Okay, 2020 was bad. But was it "doomsday" bad?
Elire Management Group sure thinks so. According to Billboard, the Oslo-based company is developing "a doomsday vault" on an arctic island between the North Pole and Norway. Dubbed the Global Music Vault, the repository is said to be able to withstand ice and snow at a depth of 1,000 feet underneath the frigid Svalbard archipelago.
The vault is meant to safeguard what Elire deems to be the world's most important musical works, such as historic Australian Indigenous music and legendary tracks by the Beatles. They've partnered with the Paris-based International Music Council to figure out the "most precious and loved" music to preserve, but an Elire exec indicated that the public will also have a say.
"We don’t want to just protect a certain genre and certain era," said Luke Jenkinson, Managing Director of the Global Music Vault and Managing Partner at Elire. "We want the nations and regions of the world to curate what music gets deposited."

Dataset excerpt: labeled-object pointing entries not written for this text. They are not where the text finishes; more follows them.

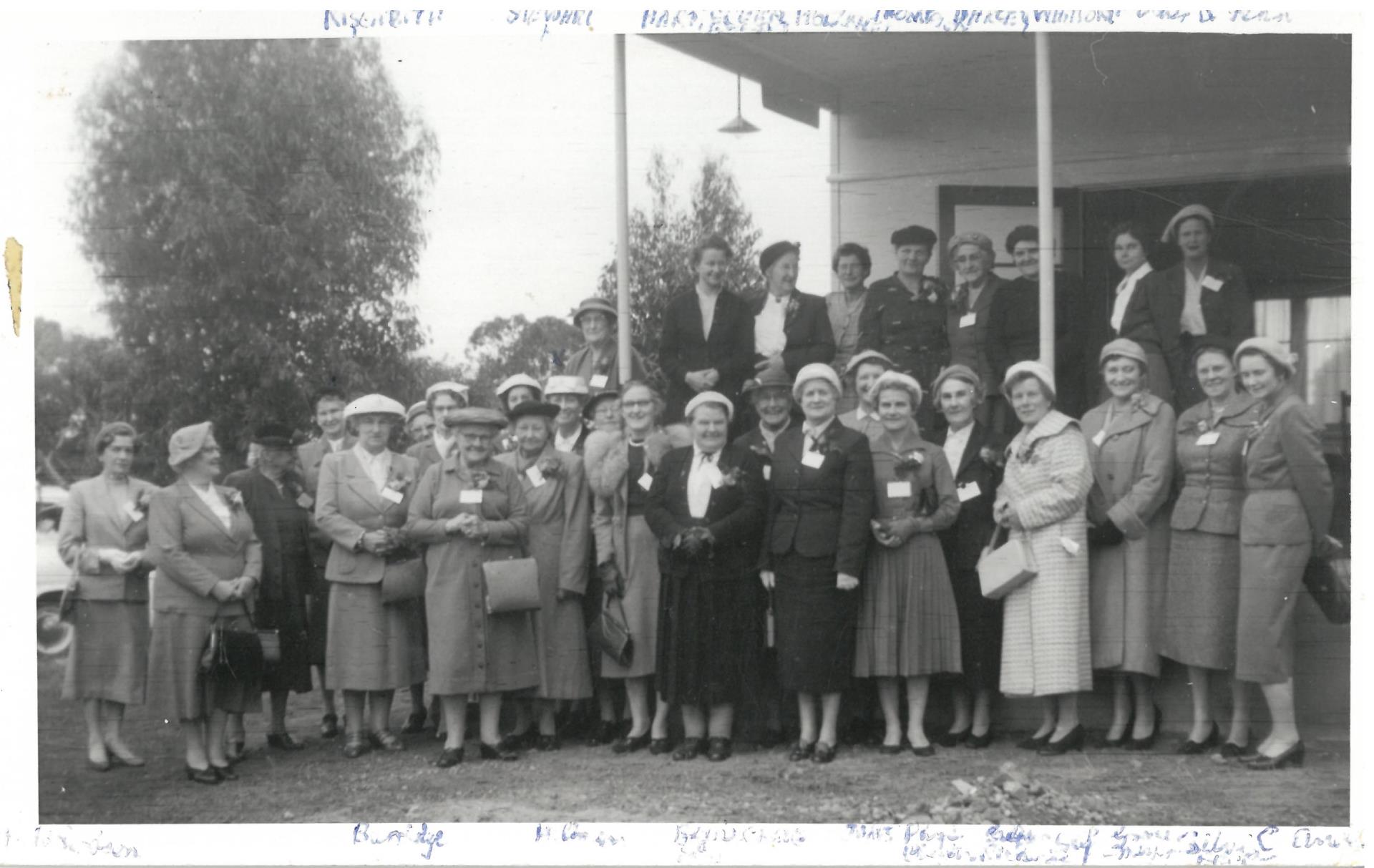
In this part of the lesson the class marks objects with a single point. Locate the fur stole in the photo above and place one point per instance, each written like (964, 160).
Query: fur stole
(606, 455)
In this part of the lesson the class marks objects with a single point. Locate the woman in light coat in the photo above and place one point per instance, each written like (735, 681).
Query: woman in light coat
(103, 539)
(621, 469)
(560, 540)
(1046, 646)
(1285, 521)
(374, 646)
(208, 566)
(469, 510)
(1131, 448)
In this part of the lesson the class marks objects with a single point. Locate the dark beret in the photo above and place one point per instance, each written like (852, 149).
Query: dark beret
(775, 252)
(914, 235)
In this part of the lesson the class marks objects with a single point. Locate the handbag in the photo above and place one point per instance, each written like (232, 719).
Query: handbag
(1006, 567)
(610, 633)
(403, 580)
(512, 585)
(1329, 582)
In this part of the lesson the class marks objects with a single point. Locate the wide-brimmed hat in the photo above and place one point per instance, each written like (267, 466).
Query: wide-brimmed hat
(187, 442)
(600, 306)
(374, 404)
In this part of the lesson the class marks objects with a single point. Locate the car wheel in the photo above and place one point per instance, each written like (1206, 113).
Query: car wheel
(54, 633)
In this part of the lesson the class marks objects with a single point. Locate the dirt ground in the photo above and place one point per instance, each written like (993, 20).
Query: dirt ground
(583, 783)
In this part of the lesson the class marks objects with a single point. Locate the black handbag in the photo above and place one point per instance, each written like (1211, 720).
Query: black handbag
(610, 633)
(1329, 582)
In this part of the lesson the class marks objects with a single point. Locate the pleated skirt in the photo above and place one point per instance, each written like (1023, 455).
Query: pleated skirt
(109, 655)
(176, 687)
(909, 624)
(1202, 599)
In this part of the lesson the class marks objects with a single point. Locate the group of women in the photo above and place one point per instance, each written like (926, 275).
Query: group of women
(793, 552)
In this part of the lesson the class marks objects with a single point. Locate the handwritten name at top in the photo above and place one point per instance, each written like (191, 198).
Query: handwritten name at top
(388, 19)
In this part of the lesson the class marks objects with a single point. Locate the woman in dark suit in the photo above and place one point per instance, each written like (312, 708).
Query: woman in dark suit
(103, 539)
(276, 502)
(791, 328)
(1200, 296)
(706, 509)
(815, 542)
(208, 566)
(1284, 522)
(376, 645)
(976, 457)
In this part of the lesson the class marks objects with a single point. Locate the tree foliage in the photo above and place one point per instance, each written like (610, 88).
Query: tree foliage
(661, 240)
(513, 345)
(253, 209)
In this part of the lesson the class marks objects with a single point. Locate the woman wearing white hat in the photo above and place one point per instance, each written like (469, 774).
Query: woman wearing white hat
(1285, 521)
(1046, 645)
(208, 565)
(815, 543)
(1200, 296)
(374, 647)
(1131, 449)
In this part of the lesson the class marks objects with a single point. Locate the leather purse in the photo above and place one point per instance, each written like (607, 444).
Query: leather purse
(1329, 582)
(610, 633)
(512, 585)
(1002, 569)
(403, 580)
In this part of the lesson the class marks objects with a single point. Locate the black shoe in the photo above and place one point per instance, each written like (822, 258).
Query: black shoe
(1192, 748)
(721, 748)
(549, 742)
(628, 743)
(203, 776)
(1293, 756)
(1071, 742)
(283, 741)
(1035, 742)
(224, 772)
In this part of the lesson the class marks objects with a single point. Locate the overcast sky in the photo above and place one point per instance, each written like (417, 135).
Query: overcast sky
(521, 218)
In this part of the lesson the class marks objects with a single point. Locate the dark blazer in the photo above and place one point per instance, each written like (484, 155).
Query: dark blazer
(734, 514)
(821, 511)
(682, 349)
(193, 551)
(970, 532)
(1154, 311)
(807, 326)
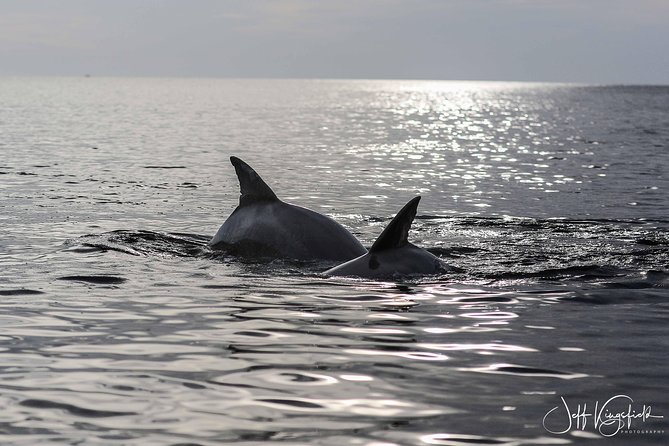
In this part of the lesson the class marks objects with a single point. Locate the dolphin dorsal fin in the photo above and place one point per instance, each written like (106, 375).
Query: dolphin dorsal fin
(397, 232)
(253, 188)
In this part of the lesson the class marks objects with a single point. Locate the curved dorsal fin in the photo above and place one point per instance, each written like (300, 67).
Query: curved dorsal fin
(253, 188)
(397, 232)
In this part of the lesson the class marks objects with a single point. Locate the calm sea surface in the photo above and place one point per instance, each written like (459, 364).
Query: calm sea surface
(120, 327)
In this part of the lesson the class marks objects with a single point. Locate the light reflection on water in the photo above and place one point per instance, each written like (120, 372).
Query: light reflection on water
(120, 327)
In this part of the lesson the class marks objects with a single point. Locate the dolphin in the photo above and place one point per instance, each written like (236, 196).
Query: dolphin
(264, 226)
(391, 255)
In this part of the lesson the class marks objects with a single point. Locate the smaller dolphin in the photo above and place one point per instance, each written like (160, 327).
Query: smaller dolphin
(264, 226)
(391, 255)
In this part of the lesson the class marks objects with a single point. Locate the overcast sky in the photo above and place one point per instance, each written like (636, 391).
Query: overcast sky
(593, 41)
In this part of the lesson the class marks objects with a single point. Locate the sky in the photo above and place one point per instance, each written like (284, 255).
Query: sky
(584, 41)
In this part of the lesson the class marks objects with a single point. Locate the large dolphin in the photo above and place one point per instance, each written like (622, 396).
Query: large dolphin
(264, 226)
(391, 255)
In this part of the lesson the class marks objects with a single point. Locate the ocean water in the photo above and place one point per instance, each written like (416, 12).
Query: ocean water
(120, 327)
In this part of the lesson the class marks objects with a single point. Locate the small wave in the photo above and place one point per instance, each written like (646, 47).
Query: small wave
(71, 408)
(520, 370)
(98, 280)
(19, 292)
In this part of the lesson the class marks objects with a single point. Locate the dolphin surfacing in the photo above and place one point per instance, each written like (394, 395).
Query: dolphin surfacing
(264, 226)
(392, 256)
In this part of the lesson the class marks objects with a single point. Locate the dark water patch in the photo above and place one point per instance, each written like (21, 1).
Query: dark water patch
(294, 403)
(74, 410)
(520, 370)
(614, 294)
(458, 440)
(98, 280)
(141, 242)
(577, 272)
(20, 292)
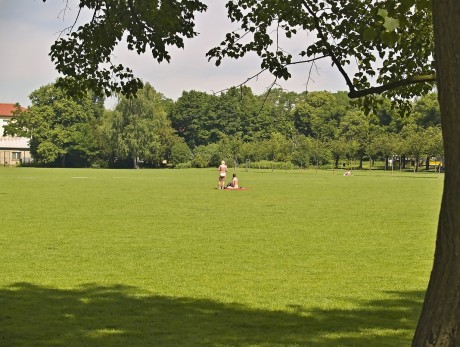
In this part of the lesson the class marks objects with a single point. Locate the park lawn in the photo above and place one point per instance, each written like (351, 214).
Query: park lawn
(163, 258)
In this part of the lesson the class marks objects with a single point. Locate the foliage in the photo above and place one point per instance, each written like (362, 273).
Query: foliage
(141, 249)
(85, 55)
(140, 129)
(59, 127)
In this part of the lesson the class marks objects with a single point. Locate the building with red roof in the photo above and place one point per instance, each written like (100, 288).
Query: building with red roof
(13, 150)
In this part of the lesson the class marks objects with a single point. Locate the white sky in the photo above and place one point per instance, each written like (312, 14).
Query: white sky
(29, 27)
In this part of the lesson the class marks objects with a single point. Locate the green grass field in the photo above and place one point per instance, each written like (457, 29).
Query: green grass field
(163, 258)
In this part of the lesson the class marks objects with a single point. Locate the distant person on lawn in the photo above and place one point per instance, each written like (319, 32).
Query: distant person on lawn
(222, 174)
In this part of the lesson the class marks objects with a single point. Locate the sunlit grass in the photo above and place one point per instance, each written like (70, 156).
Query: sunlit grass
(161, 257)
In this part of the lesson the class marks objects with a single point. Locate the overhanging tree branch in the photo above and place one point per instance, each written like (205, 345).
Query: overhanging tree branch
(353, 93)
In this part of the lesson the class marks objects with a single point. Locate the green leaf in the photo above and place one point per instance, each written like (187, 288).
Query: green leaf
(391, 23)
(389, 38)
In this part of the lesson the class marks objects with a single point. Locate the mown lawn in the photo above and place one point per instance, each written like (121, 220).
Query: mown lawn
(162, 258)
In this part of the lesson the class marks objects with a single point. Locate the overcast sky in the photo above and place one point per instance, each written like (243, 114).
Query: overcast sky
(29, 27)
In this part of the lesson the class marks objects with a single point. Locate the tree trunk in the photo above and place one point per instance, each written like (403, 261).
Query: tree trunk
(440, 317)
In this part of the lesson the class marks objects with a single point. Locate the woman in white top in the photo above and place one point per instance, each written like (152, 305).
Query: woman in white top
(222, 174)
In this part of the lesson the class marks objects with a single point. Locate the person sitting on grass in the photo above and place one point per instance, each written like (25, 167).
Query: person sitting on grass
(234, 183)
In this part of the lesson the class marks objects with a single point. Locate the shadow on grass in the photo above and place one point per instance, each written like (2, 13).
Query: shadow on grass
(92, 315)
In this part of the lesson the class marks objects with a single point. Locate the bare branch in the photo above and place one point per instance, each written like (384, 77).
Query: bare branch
(353, 94)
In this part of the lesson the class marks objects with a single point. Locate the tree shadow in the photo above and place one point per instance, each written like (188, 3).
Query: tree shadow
(93, 315)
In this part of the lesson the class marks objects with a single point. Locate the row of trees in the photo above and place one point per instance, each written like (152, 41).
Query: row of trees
(199, 129)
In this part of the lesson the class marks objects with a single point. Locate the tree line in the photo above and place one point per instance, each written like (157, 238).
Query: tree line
(275, 129)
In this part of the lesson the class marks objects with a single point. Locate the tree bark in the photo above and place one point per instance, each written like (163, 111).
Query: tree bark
(440, 317)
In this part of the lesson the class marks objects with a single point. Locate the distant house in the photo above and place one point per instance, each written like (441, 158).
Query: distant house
(13, 150)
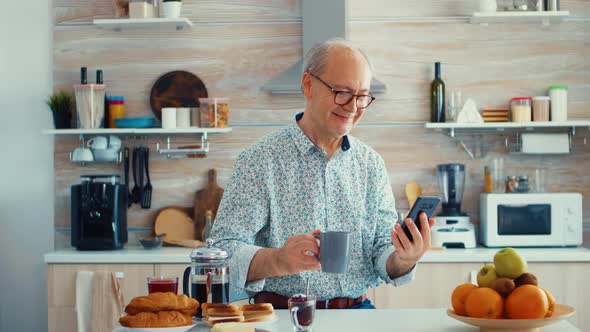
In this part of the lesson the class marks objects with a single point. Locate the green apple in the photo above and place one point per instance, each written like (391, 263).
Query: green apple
(509, 263)
(486, 275)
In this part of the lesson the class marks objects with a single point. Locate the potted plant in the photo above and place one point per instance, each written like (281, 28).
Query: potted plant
(170, 8)
(61, 104)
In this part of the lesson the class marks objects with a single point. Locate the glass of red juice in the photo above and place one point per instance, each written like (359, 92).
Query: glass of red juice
(162, 284)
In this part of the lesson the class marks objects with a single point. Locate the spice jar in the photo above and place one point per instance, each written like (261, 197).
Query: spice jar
(520, 108)
(214, 112)
(541, 108)
(116, 109)
(558, 94)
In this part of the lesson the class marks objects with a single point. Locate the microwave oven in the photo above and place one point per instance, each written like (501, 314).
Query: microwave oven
(531, 219)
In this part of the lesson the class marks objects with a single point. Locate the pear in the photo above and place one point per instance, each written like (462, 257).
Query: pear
(509, 263)
(486, 275)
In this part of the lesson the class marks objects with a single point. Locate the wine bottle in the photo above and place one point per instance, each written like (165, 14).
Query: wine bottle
(437, 91)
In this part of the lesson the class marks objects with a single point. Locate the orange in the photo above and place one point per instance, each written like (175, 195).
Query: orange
(459, 296)
(484, 302)
(551, 303)
(527, 301)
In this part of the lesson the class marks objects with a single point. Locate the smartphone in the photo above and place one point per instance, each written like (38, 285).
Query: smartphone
(426, 204)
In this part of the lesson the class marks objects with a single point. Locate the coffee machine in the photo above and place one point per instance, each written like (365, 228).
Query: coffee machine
(99, 213)
(453, 228)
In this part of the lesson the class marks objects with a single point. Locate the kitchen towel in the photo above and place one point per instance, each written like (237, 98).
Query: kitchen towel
(83, 299)
(99, 300)
(545, 143)
(107, 302)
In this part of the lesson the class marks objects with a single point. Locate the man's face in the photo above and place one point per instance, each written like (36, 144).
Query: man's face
(346, 70)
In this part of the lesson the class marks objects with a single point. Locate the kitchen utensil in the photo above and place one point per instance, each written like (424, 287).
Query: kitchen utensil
(208, 275)
(176, 89)
(126, 172)
(206, 199)
(152, 242)
(561, 312)
(135, 122)
(413, 191)
(147, 190)
(175, 223)
(135, 190)
(140, 170)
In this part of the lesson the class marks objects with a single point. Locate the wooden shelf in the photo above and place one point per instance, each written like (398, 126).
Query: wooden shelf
(119, 24)
(136, 131)
(544, 17)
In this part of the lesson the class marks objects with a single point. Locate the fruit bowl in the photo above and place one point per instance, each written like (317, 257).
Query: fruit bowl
(560, 313)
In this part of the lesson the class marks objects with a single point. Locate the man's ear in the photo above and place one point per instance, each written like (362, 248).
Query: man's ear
(306, 84)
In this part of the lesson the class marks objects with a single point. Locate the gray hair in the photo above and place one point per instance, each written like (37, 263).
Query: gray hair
(317, 57)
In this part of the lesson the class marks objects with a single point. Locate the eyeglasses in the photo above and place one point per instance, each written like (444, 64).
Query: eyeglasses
(342, 98)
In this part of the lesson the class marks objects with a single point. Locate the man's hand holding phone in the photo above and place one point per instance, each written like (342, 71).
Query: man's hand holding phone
(411, 238)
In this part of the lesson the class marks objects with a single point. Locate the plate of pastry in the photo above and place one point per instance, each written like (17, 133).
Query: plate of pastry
(159, 312)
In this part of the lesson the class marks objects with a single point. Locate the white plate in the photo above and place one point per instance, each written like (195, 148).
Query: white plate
(155, 329)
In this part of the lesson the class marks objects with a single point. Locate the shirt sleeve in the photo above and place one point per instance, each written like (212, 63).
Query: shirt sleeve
(242, 213)
(382, 204)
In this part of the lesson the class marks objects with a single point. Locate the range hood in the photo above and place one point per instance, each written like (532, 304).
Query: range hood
(322, 20)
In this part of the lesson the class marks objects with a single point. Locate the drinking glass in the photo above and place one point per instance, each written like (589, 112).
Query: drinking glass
(302, 310)
(498, 180)
(455, 105)
(539, 180)
(161, 284)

According to the website belonging to Piql, the vault's developers, Svalbard is an ideal location due to its remoteness, which offers "cool, dry permafrost conditions" that "increase the longevity of the stored data."
Piql claims that their technology can protect the vault's contents for 1,000 years while being able to endure electromagnetic pulses from a nuclear explosion, a disaster that could permanently corrupt digital files. The tech was created using binary coding and high-density QR codes written onto special durable optical film, according to Billboard.
"Designed to withstand natural and man-made disasters, in the safest location on earth, data stored here will last for centuries," Piql's site continues.